Bug collecting, coin collecting, and sports were common hobbies, according to my research. Well, I was not a sports person, and collecting things seemed like a waste of time to me. I guess studying could be a hobby, but I had already burned that bridge.

So I decided to try collecting coins. Believe it or not, people do not give out their money so easily. I thought all I would have to do is explain my predicament and ask for aid, but no. People are not as merciful as the movies make them out to be.

Then I tried bug collecting, but those little buggers bite, and I was not willing to risk my health to be normal.

Sports- again, not willing to risk my health.

I had run out of Christmas break, and I had found myself lacking what I had hoped to accomplish-normalness. The only normal thing I had to offer the world was the load of new clothes I had broken my bank account for. So the first day I strapped myself into an outfit and attempted to leave the house, but my mother was not impressed.

“What in the world are you wearing, Kate?” She exclaimed, a horrific look coming over her face.

“What other kids my age wear!” I said, looking down upon my apparel.

“Katey, kids don’t wear those things… what made you think that they do?”

“Well that’s what Miley Cyrus wears, and she is a role model for kids ages 5-18.” I said

My mom smiled a little, “Well if she wears things like that she isn’t. Come, take those things off- we are returning them.”

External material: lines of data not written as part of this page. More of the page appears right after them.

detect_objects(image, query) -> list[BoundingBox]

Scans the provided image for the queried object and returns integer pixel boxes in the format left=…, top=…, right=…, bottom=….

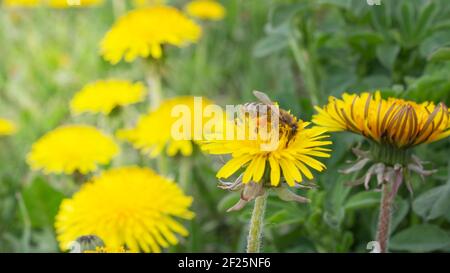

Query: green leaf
left=376, top=43, right=400, bottom=70
left=415, top=2, right=437, bottom=40
left=344, top=191, right=381, bottom=211
left=267, top=3, right=306, bottom=30
left=419, top=30, right=450, bottom=57
left=398, top=0, right=415, bottom=47
left=428, top=47, right=450, bottom=62
left=253, top=33, right=289, bottom=58
left=22, top=177, right=65, bottom=228
left=370, top=0, right=392, bottom=32
left=390, top=224, right=450, bottom=252
left=413, top=183, right=450, bottom=221
left=347, top=32, right=384, bottom=45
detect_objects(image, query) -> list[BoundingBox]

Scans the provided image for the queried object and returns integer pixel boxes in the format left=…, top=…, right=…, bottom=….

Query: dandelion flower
left=70, top=79, right=145, bottom=115
left=55, top=166, right=194, bottom=253
left=118, top=96, right=214, bottom=157
left=202, top=102, right=331, bottom=187
left=201, top=91, right=331, bottom=211
left=313, top=91, right=450, bottom=253
left=0, top=118, right=17, bottom=136
left=185, top=0, right=226, bottom=21
left=3, top=0, right=104, bottom=8
left=3, top=0, right=39, bottom=7
left=27, top=125, right=119, bottom=174
left=100, top=6, right=202, bottom=64
left=313, top=91, right=450, bottom=150
left=47, top=0, right=104, bottom=8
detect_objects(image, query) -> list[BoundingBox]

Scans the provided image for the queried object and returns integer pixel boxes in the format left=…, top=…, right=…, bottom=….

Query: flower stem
left=146, top=66, right=162, bottom=110
left=246, top=191, right=268, bottom=253
left=376, top=182, right=393, bottom=253
left=179, top=156, right=192, bottom=192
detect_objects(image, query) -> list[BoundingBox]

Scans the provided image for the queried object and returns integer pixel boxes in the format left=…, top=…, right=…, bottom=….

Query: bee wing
left=252, top=90, right=280, bottom=120
left=253, top=90, right=274, bottom=105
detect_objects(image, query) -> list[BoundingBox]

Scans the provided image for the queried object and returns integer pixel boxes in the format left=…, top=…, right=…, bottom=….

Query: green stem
left=288, top=36, right=319, bottom=106
left=146, top=65, right=162, bottom=110
left=16, top=193, right=31, bottom=253
left=246, top=191, right=268, bottom=253
left=376, top=182, right=393, bottom=253
left=179, top=156, right=192, bottom=192
left=157, top=153, right=168, bottom=176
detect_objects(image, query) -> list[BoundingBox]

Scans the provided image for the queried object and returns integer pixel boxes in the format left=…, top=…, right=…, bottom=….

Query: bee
left=241, top=90, right=298, bottom=143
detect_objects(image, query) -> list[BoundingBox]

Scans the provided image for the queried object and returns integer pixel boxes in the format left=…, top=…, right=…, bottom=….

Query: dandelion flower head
left=118, top=96, right=214, bottom=157
left=3, top=0, right=39, bottom=7
left=100, top=5, right=202, bottom=64
left=0, top=118, right=17, bottom=136
left=55, top=166, right=194, bottom=253
left=185, top=0, right=226, bottom=21
left=70, top=79, right=145, bottom=115
left=27, top=125, right=119, bottom=174
left=47, top=0, right=104, bottom=8
left=313, top=91, right=450, bottom=149
left=202, top=97, right=332, bottom=187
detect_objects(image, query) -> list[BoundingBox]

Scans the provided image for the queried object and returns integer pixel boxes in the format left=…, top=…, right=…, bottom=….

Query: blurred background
left=0, top=0, right=450, bottom=253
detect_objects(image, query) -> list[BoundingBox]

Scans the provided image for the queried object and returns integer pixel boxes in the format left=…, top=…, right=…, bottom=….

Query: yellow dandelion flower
left=202, top=119, right=331, bottom=187
left=47, top=0, right=104, bottom=8
left=313, top=91, right=450, bottom=149
left=55, top=166, right=194, bottom=253
left=27, top=125, right=119, bottom=174
left=100, top=6, right=202, bottom=64
left=3, top=0, right=40, bottom=7
left=185, top=0, right=226, bottom=21
left=314, top=92, right=450, bottom=253
left=70, top=79, right=145, bottom=115
left=200, top=91, right=331, bottom=212
left=0, top=118, right=17, bottom=136
left=118, top=96, right=214, bottom=157
left=202, top=92, right=331, bottom=187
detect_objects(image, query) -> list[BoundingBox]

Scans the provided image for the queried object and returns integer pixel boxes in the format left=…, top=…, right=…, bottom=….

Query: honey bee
left=241, top=90, right=298, bottom=142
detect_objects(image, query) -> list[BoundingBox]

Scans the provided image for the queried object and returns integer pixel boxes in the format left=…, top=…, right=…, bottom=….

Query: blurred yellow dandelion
left=47, top=0, right=104, bottom=8
left=27, top=125, right=119, bottom=174
left=55, top=166, right=194, bottom=253
left=4, top=0, right=104, bottom=7
left=3, top=0, right=39, bottom=7
left=185, top=0, right=226, bottom=21
left=0, top=118, right=17, bottom=136
left=100, top=6, right=202, bottom=64
left=70, top=79, right=145, bottom=115
left=118, top=96, right=213, bottom=157
left=313, top=91, right=450, bottom=149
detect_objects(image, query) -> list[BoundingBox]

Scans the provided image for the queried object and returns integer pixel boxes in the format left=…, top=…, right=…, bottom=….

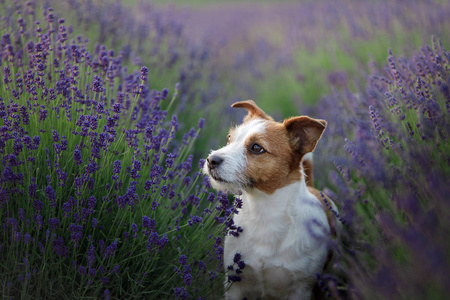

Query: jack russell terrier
left=203, top=100, right=339, bottom=300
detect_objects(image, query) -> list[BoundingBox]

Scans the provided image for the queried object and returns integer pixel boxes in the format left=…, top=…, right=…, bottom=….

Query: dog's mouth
left=204, top=161, right=252, bottom=193
left=209, top=171, right=231, bottom=184
left=208, top=169, right=253, bottom=192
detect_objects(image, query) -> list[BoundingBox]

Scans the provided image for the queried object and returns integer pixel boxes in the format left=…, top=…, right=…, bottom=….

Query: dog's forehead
left=231, top=118, right=267, bottom=141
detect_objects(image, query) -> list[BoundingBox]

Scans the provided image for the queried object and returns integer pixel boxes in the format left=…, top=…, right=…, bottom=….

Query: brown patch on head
left=230, top=101, right=327, bottom=194
left=242, top=121, right=302, bottom=194
left=231, top=100, right=273, bottom=123
left=283, top=116, right=327, bottom=156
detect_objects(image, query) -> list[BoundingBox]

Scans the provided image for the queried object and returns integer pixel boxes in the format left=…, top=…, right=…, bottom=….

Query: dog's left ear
left=231, top=100, right=273, bottom=122
left=283, top=116, right=327, bottom=155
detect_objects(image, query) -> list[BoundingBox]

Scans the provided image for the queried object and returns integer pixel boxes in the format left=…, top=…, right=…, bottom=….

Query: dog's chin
left=208, top=176, right=242, bottom=194
left=203, top=165, right=247, bottom=194
left=202, top=171, right=242, bottom=194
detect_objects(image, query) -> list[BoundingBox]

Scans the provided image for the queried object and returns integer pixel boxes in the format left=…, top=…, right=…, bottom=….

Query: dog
left=203, top=100, right=339, bottom=300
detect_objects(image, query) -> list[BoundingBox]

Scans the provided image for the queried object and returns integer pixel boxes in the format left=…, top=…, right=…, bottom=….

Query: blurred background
left=50, top=0, right=449, bottom=144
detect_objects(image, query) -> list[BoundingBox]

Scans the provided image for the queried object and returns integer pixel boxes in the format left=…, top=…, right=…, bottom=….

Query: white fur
left=224, top=180, right=330, bottom=300
left=203, top=119, right=267, bottom=194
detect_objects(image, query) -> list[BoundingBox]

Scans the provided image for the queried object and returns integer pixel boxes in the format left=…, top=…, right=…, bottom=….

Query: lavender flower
left=140, top=66, right=149, bottom=82
left=45, top=185, right=56, bottom=208
left=48, top=217, right=60, bottom=230
left=73, top=148, right=83, bottom=165
left=178, top=254, right=187, bottom=266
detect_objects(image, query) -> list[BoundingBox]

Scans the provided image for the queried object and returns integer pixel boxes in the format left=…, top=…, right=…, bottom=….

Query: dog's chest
left=228, top=196, right=319, bottom=262
left=224, top=188, right=329, bottom=296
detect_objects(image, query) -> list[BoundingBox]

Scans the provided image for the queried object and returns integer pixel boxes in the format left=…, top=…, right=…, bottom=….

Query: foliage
left=312, top=36, right=450, bottom=299
left=0, top=2, right=237, bottom=299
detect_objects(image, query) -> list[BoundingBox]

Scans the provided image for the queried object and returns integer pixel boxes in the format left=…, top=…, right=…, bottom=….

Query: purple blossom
left=39, top=108, right=48, bottom=122
left=33, top=214, right=43, bottom=230
left=162, top=88, right=169, bottom=99
left=142, top=216, right=156, bottom=231
left=197, top=118, right=205, bottom=129
left=188, top=215, right=202, bottom=226
left=215, top=246, right=224, bottom=260
left=69, top=223, right=83, bottom=246
left=178, top=254, right=187, bottom=266
left=174, top=287, right=189, bottom=299
left=92, top=76, right=103, bottom=93
left=104, top=239, right=118, bottom=259
left=45, top=185, right=56, bottom=208
left=158, top=234, right=169, bottom=249
left=140, top=66, right=149, bottom=82
left=62, top=202, right=72, bottom=217
left=48, top=217, right=60, bottom=230
left=111, top=265, right=120, bottom=274
left=183, top=270, right=193, bottom=286
left=53, top=236, right=69, bottom=257
left=73, top=148, right=83, bottom=165
left=89, top=268, right=96, bottom=278
left=233, top=253, right=241, bottom=264
left=104, top=289, right=110, bottom=300
left=78, top=265, right=86, bottom=276
left=24, top=233, right=32, bottom=244
left=86, top=159, right=99, bottom=174
left=88, top=196, right=96, bottom=210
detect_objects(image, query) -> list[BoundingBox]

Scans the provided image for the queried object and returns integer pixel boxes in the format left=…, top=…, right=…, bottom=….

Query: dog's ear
left=231, top=100, right=273, bottom=122
left=283, top=116, right=327, bottom=155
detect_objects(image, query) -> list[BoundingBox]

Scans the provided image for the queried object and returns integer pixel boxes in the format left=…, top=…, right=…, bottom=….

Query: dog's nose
left=207, top=155, right=223, bottom=170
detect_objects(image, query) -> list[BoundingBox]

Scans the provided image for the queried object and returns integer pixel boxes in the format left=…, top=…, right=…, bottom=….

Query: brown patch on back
left=303, top=159, right=314, bottom=187
left=231, top=100, right=274, bottom=123
left=307, top=187, right=337, bottom=238
left=243, top=121, right=303, bottom=194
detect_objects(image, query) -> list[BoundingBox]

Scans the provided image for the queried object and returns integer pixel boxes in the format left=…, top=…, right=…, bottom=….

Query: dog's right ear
left=231, top=100, right=273, bottom=122
left=283, top=116, right=327, bottom=155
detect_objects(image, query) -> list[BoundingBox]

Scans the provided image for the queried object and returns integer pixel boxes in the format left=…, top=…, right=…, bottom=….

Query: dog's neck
left=237, top=177, right=313, bottom=216
left=242, top=178, right=306, bottom=199
left=234, top=177, right=323, bottom=247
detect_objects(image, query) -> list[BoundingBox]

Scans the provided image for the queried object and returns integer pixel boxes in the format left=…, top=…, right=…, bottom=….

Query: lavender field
left=1, top=0, right=449, bottom=299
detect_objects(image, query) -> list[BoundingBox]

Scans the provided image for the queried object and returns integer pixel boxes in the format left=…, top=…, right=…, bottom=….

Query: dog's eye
left=227, top=134, right=231, bottom=144
left=250, top=143, right=266, bottom=154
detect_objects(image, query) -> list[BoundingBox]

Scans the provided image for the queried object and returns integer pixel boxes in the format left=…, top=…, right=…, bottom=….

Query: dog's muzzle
left=207, top=155, right=223, bottom=170
left=206, top=154, right=229, bottom=183
left=204, top=152, right=249, bottom=193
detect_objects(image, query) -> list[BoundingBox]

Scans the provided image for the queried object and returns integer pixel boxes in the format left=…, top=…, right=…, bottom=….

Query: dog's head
left=203, top=100, right=327, bottom=194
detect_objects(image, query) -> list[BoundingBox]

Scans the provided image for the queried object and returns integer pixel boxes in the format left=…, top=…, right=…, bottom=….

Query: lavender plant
left=0, top=4, right=235, bottom=299
left=312, top=37, right=450, bottom=299
left=47, top=0, right=228, bottom=138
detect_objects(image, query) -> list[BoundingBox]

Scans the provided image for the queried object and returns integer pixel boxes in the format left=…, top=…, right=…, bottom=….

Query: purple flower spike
left=104, top=289, right=110, bottom=300
left=140, top=66, right=149, bottom=82
left=179, top=254, right=187, bottom=266
left=48, top=217, right=60, bottom=230
left=73, top=148, right=83, bottom=165
left=45, top=185, right=56, bottom=208
left=197, top=118, right=205, bottom=129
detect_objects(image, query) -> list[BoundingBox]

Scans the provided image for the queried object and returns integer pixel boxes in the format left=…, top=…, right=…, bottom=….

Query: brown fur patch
left=243, top=121, right=302, bottom=194
left=303, top=159, right=314, bottom=187
left=231, top=100, right=274, bottom=123
left=283, top=116, right=327, bottom=155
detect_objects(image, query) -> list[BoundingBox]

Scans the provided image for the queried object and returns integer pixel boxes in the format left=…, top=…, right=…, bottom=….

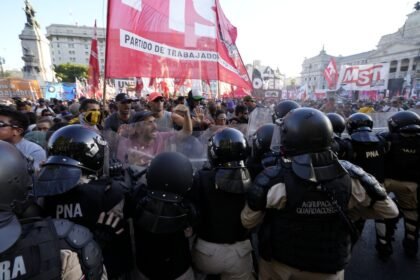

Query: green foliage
left=54, top=63, right=88, bottom=82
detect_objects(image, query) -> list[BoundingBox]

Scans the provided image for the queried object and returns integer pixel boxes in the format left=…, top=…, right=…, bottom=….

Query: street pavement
left=346, top=220, right=420, bottom=280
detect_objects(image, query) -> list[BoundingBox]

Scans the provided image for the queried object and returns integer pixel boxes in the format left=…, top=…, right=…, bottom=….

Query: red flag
left=323, top=57, right=338, bottom=89
left=88, top=20, right=100, bottom=98
left=105, top=0, right=251, bottom=90
left=148, top=77, right=155, bottom=89
left=135, top=77, right=143, bottom=95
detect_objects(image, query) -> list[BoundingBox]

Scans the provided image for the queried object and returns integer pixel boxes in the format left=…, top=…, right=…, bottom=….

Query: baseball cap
left=191, top=89, right=204, bottom=101
left=115, top=93, right=133, bottom=103
left=129, top=111, right=154, bottom=123
left=243, top=95, right=255, bottom=102
left=148, top=92, right=163, bottom=102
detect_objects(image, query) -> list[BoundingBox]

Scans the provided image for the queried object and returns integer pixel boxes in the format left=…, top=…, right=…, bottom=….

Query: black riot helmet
left=280, top=108, right=333, bottom=156
left=47, top=125, right=107, bottom=173
left=274, top=100, right=300, bottom=120
left=252, top=124, right=275, bottom=156
left=146, top=152, right=193, bottom=195
left=346, top=113, right=373, bottom=135
left=0, top=141, right=32, bottom=253
left=388, top=110, right=420, bottom=134
left=208, top=127, right=249, bottom=167
left=0, top=141, right=32, bottom=210
left=326, top=113, right=346, bottom=136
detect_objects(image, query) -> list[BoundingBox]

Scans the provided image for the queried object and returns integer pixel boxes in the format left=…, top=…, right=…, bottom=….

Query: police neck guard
left=290, top=150, right=347, bottom=183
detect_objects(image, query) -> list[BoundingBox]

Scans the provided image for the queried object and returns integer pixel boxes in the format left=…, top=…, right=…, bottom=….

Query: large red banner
left=106, top=0, right=251, bottom=90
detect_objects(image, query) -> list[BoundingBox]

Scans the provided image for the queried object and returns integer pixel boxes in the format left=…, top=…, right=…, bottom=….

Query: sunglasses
left=0, top=121, right=18, bottom=128
left=153, top=98, right=164, bottom=103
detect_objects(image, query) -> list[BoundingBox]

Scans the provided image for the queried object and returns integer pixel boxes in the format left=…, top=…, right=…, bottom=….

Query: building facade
left=301, top=4, right=420, bottom=97
left=46, top=24, right=106, bottom=73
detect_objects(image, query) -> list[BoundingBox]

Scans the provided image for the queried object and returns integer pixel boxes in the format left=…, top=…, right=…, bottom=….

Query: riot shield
left=104, top=119, right=212, bottom=173
left=246, top=107, right=273, bottom=142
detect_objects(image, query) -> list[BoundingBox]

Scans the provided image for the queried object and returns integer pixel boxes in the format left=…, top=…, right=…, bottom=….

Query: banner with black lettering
left=106, top=0, right=251, bottom=90
left=336, top=63, right=390, bottom=91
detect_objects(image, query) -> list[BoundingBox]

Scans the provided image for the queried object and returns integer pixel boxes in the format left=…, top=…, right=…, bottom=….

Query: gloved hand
left=93, top=212, right=124, bottom=248
left=109, top=159, right=124, bottom=177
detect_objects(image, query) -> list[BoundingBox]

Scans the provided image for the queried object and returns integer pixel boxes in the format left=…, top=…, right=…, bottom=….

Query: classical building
left=46, top=24, right=106, bottom=73
left=301, top=2, right=420, bottom=97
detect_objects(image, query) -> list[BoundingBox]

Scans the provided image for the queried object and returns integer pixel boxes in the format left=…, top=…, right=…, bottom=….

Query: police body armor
left=249, top=151, right=353, bottom=273
left=195, top=167, right=251, bottom=244
left=40, top=178, right=132, bottom=279
left=133, top=186, right=195, bottom=280
left=384, top=132, right=420, bottom=182
left=331, top=134, right=351, bottom=160
left=0, top=218, right=102, bottom=280
left=346, top=131, right=387, bottom=183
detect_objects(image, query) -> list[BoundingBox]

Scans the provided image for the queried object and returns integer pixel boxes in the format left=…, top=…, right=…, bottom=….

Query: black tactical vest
left=42, top=179, right=132, bottom=279
left=386, top=133, right=420, bottom=182
left=348, top=131, right=387, bottom=183
left=194, top=168, right=250, bottom=244
left=133, top=186, right=193, bottom=280
left=266, top=169, right=352, bottom=273
left=0, top=218, right=103, bottom=280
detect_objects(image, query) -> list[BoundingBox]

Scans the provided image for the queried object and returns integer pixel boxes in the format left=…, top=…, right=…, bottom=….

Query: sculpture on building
left=415, top=2, right=420, bottom=11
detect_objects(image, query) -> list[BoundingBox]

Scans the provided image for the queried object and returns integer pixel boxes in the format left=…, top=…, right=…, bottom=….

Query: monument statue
left=415, top=2, right=420, bottom=11
left=20, top=0, right=55, bottom=83
left=24, top=0, right=39, bottom=27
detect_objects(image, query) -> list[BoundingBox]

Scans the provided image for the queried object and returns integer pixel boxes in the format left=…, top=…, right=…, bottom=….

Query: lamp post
left=0, top=57, right=5, bottom=78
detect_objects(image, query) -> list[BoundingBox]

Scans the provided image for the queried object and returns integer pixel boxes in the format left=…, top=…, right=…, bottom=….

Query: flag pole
left=103, top=0, right=111, bottom=111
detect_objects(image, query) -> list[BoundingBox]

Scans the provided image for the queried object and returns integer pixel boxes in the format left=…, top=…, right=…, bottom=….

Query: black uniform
left=0, top=140, right=104, bottom=280
left=379, top=130, right=420, bottom=258
left=39, top=177, right=132, bottom=279
left=343, top=131, right=388, bottom=183
left=0, top=218, right=103, bottom=280
left=193, top=167, right=251, bottom=244
left=245, top=108, right=395, bottom=276
left=248, top=152, right=353, bottom=273
left=191, top=127, right=254, bottom=279
left=131, top=186, right=194, bottom=280
left=131, top=152, right=196, bottom=280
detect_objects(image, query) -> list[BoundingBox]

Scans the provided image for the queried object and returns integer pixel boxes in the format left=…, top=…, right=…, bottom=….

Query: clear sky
left=0, top=0, right=415, bottom=76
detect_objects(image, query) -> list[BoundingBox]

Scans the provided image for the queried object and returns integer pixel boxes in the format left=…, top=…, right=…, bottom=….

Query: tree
left=54, top=63, right=88, bottom=82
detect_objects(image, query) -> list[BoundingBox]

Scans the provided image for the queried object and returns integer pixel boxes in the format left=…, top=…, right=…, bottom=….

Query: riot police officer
left=273, top=100, right=300, bottom=122
left=376, top=111, right=420, bottom=259
left=326, top=112, right=350, bottom=159
left=0, top=140, right=105, bottom=280
left=270, top=100, right=301, bottom=154
left=242, top=108, right=398, bottom=280
left=35, top=124, right=132, bottom=279
left=132, top=152, right=197, bottom=280
left=342, top=113, right=389, bottom=253
left=191, top=128, right=254, bottom=279
left=343, top=113, right=388, bottom=183
left=247, top=123, right=277, bottom=180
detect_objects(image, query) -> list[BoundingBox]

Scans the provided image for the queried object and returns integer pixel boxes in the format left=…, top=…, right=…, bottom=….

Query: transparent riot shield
left=370, top=112, right=394, bottom=133
left=246, top=107, right=273, bottom=142
left=270, top=119, right=282, bottom=153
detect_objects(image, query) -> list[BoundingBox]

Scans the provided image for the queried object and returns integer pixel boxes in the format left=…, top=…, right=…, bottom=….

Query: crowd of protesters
left=0, top=90, right=419, bottom=279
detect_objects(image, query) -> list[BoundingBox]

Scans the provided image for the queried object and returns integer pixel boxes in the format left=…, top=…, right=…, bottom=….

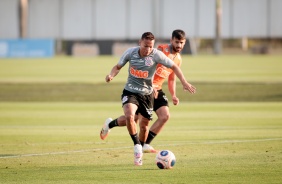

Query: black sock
left=130, top=133, right=140, bottom=145
left=145, top=131, right=157, bottom=144
left=140, top=141, right=144, bottom=147
left=108, top=119, right=118, bottom=129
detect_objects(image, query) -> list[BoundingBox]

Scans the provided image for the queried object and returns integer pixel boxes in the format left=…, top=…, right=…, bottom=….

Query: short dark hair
left=141, top=32, right=155, bottom=40
left=172, top=29, right=186, bottom=40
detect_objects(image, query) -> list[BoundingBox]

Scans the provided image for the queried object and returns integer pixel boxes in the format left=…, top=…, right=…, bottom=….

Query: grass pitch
left=0, top=102, right=281, bottom=184
left=0, top=55, right=282, bottom=83
left=0, top=55, right=282, bottom=102
left=0, top=55, right=282, bottom=183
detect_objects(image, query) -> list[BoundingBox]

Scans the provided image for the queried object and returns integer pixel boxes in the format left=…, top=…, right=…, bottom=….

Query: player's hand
left=183, top=82, right=196, bottom=94
left=105, top=75, right=113, bottom=82
left=172, top=96, right=179, bottom=105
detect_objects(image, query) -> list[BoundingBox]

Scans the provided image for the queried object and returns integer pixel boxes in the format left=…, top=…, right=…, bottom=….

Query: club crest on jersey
left=145, top=57, right=153, bottom=66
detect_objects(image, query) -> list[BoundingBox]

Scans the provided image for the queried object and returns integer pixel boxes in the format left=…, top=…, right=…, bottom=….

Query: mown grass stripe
left=1, top=138, right=281, bottom=159
left=1, top=82, right=282, bottom=102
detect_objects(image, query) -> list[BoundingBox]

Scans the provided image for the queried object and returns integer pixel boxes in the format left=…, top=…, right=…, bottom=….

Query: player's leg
left=100, top=114, right=138, bottom=140
left=142, top=106, right=170, bottom=153
left=109, top=113, right=138, bottom=128
left=123, top=102, right=143, bottom=166
left=138, top=115, right=150, bottom=146
left=148, top=106, right=170, bottom=135
left=123, top=103, right=138, bottom=135
left=110, top=116, right=126, bottom=128
left=143, top=90, right=169, bottom=153
left=135, top=91, right=155, bottom=153
left=121, top=90, right=144, bottom=166
left=100, top=115, right=125, bottom=140
left=100, top=89, right=140, bottom=140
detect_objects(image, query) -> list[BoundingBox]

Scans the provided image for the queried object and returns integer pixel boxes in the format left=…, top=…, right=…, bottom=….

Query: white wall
left=0, top=0, right=281, bottom=39
left=270, top=0, right=282, bottom=37
left=28, top=0, right=60, bottom=38
left=0, top=0, right=19, bottom=39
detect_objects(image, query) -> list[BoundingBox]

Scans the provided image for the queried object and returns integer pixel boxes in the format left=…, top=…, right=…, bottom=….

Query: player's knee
left=159, top=113, right=170, bottom=123
left=125, top=114, right=135, bottom=123
left=118, top=115, right=127, bottom=125
left=139, top=124, right=148, bottom=132
left=134, top=115, right=138, bottom=122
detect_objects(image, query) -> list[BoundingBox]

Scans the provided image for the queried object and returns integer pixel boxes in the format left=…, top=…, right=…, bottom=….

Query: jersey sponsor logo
left=145, top=57, right=153, bottom=66
left=128, top=84, right=146, bottom=92
left=130, top=67, right=149, bottom=78
left=155, top=66, right=171, bottom=78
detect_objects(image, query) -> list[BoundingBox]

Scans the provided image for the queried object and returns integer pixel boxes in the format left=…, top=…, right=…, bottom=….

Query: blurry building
left=0, top=0, right=281, bottom=56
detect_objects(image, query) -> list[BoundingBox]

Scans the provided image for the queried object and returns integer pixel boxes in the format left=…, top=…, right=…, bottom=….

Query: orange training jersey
left=153, top=44, right=182, bottom=90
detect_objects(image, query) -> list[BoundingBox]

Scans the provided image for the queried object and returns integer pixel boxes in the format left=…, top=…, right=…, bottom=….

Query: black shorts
left=154, top=89, right=169, bottom=111
left=121, top=89, right=154, bottom=120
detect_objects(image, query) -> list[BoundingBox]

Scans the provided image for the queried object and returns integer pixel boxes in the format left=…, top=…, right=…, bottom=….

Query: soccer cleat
left=142, top=144, right=157, bottom=153
left=134, top=144, right=143, bottom=166
left=99, top=118, right=112, bottom=140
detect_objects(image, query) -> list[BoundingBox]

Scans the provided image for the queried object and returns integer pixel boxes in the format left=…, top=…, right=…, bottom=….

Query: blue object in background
left=0, top=39, right=54, bottom=58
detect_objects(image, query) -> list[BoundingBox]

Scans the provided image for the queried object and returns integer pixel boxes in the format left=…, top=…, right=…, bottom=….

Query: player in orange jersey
left=100, top=29, right=193, bottom=153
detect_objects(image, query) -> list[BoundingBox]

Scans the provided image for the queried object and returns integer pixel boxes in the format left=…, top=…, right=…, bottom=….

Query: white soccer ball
left=155, top=150, right=176, bottom=169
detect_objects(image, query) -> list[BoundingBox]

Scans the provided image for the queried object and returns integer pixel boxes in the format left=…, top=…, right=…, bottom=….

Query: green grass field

My mother actually kept me home from school that day- so much for perfect attendance. She told me that I was learning a lesson. I was learning that there is more to life than school, and I can’t just master life the way I would a test. She told me that to be “normal” was to be myself, and accepting others for who they are.
“You can’t avoid people the way you have been, Kate. You have to interact. And just because you are around people, doesn’t mean you can’t be good at school.”

School the next day was weird. My teacher offered me a rewrite on the exam that I had gotten a ‘B’ on. I heard the rest of my class start to make a fuss, every last one of them angry that I had the chance to change my “lousy” scores, and they weren’t. I told Mr. Scott that I didn’t need a rewrite- I had gotten a ‘B’, and I would accept that mark.

The kids behind me actually gasped.

I also made a friend that day. After class, one of my peers walked up to me and she said, “I didn’t expect you to turn down that offer. That was sweet!”

“Yah, I guess it was. “ I smiled.

“You’re pretty cool, Katey. See you around- I like your shirt by the way.”

I smiled and thanked her, pleased because I was wearing a shirt from MY closet, not one from my bizarre “Miley Cyrus” shopping spree.

The author's comments:
Well, I often just sit at the computer and let the writer in me go wild. This is the result of one of those times. I just let loose and started to write.